Вот и вся горенка – и все, что в ней есть!..

Да, но в ней еще в белом платье и переднике девушка Уля сидит перед столиком у окна. Вот от Ули, знать, вся горенна-то и имеет чудный вид. Уля – душа этой горенки…

Кажется, что, и не зная, можно было бы догадаться, что это горница Улина. Ее лицо, чистое, светлое, и взгляд ее больших ясно-серых глаз, и милая ласковая улыбка веяному сразу выдают ее душу, тоже ясную, чистую, добрую, и всю вот… как на ладони!..

Глянет Уля на нового человека – и кажется, будто глаза и губы ее, все лицо вечно-безмятежно радуются чему-то и будто говорят кротко:

"Нате!.. Вот я!.. Вся тут! Хотите – любите, хотите – нет…"

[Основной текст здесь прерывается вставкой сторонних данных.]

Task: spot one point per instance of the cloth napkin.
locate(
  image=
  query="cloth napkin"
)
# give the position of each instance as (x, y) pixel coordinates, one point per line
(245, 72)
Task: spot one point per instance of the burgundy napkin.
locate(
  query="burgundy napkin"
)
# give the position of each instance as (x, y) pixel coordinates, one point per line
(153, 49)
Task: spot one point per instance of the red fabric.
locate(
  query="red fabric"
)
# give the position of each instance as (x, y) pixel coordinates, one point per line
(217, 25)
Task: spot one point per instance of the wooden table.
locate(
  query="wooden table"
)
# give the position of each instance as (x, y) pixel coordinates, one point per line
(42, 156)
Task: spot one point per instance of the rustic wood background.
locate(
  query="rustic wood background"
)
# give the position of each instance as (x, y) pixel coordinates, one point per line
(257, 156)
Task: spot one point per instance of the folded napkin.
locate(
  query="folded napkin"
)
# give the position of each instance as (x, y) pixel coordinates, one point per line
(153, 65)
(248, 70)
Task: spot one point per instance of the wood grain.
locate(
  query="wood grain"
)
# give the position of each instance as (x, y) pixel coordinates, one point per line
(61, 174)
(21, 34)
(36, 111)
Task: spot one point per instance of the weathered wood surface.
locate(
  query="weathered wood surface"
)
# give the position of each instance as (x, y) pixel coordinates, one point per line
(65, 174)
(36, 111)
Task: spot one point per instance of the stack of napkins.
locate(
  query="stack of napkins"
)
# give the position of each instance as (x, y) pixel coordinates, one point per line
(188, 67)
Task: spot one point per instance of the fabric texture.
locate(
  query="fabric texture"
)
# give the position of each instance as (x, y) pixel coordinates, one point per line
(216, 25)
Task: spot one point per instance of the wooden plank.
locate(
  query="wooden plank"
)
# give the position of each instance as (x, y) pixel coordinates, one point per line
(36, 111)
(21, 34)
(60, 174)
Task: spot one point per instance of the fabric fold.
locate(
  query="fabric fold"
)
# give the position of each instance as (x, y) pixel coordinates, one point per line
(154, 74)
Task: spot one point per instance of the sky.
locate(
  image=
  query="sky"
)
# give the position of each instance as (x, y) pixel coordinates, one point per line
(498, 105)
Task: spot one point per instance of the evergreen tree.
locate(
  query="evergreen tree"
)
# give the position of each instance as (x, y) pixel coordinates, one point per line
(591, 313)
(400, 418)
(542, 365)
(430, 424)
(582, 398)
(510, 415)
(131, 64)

И новый человек невольно взглянет на Улю тоже весело и тоже кротко. И ему покажется, что он Улю давным-давно знает. И тотчас же новый человек догадается, что, однако, очень мудреного говорить Уле не надо и мудреного с нее взыскивать тоже не надо… А все то простое, и Божье, и человеческое, все то, на чем мир стоит, Уля лучше всех давно поняла, знает, чувствует! Как в ней самой, на душе ее ясно ей все и понятно, так и вокруг нее в мире, – тоже все ясно ей и понятно.

И Уля похожа, право, на свою горенку. Так же чиста, и бела, и светла она и лицом, и душой, как светла горенка. Как золотые лучи солнца проливаются теперь сквозь хитрые узоры окна в белую горницу, так же иной теплый и ясный свет, не всякому ведомый, проливается в душу Ули, когда она одна по целым часам сидит здесь за столиком с работой в руках, а мысли ее тихо по миру бродят. И этот свет душевный не сияет ярко, не блещет, а будто тихо мерцает в ней, как лампада, и тихо отражается на ее губах, в кроткой улыбке, в ее безмятежном светло-сером взгляде.

– Славная она какая! – тотчас же говорит или думает про Улю новый человек.

Молодой глянет на нее и присмотрится еще, покосится так, что Уле иной раз надо поневоле глаза опустить… Старый глянет – повеселеет, будто старая душа встрепенется в нем… Злюка иная глянет на Улю и отвернется тотчас, как сова от луча солнечного, как грешник от иконы и лика угодника. А ребята большие и малые, от грудного младенца до большущего буяна и головореза, – все лезут и липнут к Уле, как мухи на мед. Взрослый подросток все ей свои затеи поверяет, а грудной младенец сейчас начнет приглядываться к ней, будто глядеться в свет ее глаз, надеясь увидать там то самое, что еще недавно знал… пред тем, что сюда прийти, в этот мир!.. И младенец, пристально вглядевшись в этот лучистый свет Улиных глаз, тотчас усмехнется, – для людей простовато, глупо, а на деле мудрено, хитро; будто, переглянувшись с Улей, поняли они оба такое, что другим людям неведомо и непонятно, про что они – себе на уме – одни с ней знают!..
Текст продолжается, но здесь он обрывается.